If the EULA does become the sticking point in this case, it’s understandable that some affected players would be angry about it. Nowadays, we all blindly agree to massively long EULAs before we’re able to proceed with any online game or service. You literally cannot proceed until you’ve clicked “I accept,” and that may feel like an injustice to consumers.
“Unfortunately, not much [can be done],” Huffman said. “Some provisions in a EULA will be of questionable enforceability (mandatory arbitration being most commonly litigated), but that is a long fight.”
Hoeg added, “These are topics I discuss a lot on Virtual Legality, but they are undoubtedly what the law calls ‘contracts of adhesion’. In other words, they are not negotiated by the parties and basically have to be accepted as is by the user. Courts have historically been more likely to look askance at terms in contracts of adhesion given the lack of negotiation, and I would anticipate that to continue was we move forward in the digital age.

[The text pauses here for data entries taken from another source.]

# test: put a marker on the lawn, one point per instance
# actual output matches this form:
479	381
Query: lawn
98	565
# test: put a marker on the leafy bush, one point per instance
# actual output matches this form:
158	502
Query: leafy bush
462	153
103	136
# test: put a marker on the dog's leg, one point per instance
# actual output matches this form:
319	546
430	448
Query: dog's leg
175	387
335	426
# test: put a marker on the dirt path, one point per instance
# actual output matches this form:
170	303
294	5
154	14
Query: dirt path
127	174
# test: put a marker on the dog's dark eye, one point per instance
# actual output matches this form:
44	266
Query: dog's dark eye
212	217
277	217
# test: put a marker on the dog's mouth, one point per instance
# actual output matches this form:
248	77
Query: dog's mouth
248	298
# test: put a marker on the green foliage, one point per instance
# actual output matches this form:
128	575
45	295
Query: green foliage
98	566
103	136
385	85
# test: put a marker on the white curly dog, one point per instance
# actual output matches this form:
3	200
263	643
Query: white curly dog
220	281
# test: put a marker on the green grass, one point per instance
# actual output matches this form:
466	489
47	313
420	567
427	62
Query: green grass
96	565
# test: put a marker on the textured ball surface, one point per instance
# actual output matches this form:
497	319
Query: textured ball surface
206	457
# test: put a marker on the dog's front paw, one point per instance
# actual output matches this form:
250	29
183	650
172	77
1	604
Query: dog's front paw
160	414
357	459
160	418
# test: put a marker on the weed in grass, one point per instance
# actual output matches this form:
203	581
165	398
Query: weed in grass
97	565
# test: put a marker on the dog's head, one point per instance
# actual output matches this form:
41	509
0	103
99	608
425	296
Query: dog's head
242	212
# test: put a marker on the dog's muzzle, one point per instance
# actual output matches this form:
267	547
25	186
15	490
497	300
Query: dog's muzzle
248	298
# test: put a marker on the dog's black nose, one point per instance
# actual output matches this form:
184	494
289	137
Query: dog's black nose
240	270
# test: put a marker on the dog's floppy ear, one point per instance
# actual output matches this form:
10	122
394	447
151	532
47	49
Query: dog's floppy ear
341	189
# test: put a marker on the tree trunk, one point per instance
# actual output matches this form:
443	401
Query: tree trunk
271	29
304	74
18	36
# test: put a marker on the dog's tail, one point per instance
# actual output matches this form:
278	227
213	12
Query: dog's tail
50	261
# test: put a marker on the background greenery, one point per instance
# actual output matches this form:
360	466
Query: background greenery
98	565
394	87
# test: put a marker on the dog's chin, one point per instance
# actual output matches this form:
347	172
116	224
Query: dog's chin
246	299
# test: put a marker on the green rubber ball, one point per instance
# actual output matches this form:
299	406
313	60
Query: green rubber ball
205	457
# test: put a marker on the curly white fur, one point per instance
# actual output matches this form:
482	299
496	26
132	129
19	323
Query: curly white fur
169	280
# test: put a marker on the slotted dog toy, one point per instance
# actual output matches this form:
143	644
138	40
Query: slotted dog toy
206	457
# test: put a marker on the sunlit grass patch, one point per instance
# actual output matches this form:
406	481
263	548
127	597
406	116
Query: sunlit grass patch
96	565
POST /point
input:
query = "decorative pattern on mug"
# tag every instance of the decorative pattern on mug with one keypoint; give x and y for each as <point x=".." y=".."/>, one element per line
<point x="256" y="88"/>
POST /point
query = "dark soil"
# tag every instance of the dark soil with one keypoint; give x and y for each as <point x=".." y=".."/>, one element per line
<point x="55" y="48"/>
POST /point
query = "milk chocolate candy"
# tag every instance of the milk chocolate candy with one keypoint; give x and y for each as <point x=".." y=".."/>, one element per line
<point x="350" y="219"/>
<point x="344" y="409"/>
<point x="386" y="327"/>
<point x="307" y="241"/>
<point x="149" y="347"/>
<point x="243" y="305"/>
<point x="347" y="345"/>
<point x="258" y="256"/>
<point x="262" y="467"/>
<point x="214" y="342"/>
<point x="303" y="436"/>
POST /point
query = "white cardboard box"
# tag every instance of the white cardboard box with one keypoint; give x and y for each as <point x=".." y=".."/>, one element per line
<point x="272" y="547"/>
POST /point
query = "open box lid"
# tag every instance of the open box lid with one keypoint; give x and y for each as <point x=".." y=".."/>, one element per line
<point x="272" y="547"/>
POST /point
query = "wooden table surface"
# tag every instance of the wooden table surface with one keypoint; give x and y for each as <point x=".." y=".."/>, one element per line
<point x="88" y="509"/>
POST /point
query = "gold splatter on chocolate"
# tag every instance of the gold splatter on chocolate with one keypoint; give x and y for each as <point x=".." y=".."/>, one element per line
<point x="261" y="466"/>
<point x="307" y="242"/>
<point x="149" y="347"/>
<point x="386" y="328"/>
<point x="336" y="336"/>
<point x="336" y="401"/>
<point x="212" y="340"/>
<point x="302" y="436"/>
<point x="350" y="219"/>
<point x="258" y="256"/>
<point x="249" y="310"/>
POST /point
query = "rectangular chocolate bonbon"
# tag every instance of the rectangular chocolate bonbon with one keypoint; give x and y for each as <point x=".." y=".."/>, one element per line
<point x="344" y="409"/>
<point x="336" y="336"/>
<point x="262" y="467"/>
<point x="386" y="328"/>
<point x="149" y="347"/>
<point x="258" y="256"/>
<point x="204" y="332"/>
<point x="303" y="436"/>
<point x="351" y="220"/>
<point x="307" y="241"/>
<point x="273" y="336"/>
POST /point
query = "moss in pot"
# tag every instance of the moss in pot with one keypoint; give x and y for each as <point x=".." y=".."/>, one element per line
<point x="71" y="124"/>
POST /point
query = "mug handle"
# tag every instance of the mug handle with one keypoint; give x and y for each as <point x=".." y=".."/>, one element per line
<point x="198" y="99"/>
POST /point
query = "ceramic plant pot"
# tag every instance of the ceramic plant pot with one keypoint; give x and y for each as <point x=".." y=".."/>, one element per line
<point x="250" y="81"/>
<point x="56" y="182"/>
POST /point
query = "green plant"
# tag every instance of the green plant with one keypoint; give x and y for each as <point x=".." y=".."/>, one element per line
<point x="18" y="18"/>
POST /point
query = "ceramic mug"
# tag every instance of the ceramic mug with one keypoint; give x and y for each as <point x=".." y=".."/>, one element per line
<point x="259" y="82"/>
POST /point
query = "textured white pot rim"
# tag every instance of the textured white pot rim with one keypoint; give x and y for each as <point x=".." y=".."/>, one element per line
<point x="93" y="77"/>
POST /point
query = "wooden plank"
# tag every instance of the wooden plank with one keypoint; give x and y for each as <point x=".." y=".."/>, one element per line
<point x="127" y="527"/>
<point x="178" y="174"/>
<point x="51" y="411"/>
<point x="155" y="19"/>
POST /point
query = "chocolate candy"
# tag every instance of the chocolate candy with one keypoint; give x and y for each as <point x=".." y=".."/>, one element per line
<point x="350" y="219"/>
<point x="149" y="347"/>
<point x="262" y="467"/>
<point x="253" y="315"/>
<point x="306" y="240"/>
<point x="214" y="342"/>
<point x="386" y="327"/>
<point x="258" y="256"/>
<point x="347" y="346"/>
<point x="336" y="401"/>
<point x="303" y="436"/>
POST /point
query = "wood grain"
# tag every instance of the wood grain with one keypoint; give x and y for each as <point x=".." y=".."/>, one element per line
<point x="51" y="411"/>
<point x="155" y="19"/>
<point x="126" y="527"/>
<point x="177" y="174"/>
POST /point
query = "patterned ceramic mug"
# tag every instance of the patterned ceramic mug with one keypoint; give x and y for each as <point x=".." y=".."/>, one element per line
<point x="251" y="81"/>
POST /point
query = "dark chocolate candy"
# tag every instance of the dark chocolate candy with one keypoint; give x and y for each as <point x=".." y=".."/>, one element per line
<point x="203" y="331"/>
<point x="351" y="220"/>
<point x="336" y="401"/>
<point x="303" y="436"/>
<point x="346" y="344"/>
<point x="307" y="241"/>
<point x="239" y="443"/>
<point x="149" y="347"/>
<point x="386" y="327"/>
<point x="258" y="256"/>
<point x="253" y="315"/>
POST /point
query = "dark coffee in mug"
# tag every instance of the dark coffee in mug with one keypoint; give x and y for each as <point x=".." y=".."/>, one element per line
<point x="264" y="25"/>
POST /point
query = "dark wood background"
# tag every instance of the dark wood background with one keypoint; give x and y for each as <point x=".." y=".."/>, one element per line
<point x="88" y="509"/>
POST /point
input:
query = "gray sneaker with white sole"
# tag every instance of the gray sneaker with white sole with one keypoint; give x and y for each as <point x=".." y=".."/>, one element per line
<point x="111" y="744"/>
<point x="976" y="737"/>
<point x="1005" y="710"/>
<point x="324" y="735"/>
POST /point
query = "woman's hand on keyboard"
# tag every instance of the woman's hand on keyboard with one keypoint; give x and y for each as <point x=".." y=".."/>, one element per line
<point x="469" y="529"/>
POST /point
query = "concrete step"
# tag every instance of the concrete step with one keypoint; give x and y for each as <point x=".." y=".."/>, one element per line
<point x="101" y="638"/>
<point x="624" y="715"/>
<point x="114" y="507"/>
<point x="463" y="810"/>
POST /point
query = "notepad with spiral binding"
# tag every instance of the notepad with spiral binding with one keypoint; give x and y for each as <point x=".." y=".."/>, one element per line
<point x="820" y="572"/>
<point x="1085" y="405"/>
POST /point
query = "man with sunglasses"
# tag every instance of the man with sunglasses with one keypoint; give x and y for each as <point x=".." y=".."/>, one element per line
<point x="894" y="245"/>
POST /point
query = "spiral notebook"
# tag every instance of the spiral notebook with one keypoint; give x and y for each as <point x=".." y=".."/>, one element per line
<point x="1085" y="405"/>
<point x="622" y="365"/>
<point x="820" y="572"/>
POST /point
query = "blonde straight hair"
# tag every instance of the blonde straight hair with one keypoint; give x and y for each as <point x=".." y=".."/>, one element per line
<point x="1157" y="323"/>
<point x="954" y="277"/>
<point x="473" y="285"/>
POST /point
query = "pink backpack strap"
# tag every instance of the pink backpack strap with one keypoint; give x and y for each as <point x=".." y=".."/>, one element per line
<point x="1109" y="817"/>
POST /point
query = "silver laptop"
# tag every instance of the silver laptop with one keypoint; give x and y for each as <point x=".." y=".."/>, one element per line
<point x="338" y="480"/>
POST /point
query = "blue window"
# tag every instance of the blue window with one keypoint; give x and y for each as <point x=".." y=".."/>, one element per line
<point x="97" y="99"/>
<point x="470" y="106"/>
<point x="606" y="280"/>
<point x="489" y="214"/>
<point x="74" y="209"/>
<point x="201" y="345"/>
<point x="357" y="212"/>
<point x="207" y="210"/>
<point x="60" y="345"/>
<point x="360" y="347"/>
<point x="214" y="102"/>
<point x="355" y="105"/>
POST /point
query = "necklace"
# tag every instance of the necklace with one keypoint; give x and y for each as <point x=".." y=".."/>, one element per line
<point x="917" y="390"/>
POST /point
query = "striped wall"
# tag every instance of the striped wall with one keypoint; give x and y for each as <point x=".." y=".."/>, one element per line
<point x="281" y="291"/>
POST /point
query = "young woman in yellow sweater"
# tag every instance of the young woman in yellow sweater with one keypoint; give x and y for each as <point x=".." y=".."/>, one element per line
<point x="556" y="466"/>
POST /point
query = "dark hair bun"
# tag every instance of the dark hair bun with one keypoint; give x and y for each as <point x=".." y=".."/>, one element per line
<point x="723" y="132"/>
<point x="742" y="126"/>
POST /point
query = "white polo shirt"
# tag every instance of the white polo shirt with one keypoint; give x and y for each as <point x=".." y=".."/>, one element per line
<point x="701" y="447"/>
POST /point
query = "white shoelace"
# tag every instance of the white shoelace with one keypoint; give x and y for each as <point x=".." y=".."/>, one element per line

“For now, though, users are basically stuck with the bulk of the terms contained in such a document, and while business[es] have incentive to not do anything too onerous or off-market in those documents, it will take a legal action by someone that doesn’t care about settlement funds to really have a court look at the issue at some point in the future.”
In an age where seemingly no information is private or safe, players have to stay vigilant. The EULA may be offensive, but as Huffman said, players can still “decline to save payment information in the platform, monitor their credit cards and their credit reports closely - all the same precautions as any other breach.”
Fortnite was probably the biggest story of 2018. While there has been evidence of some slowdown this year, it’ll be interesting to see what impact, if any, this class action has on user acquisition and retention.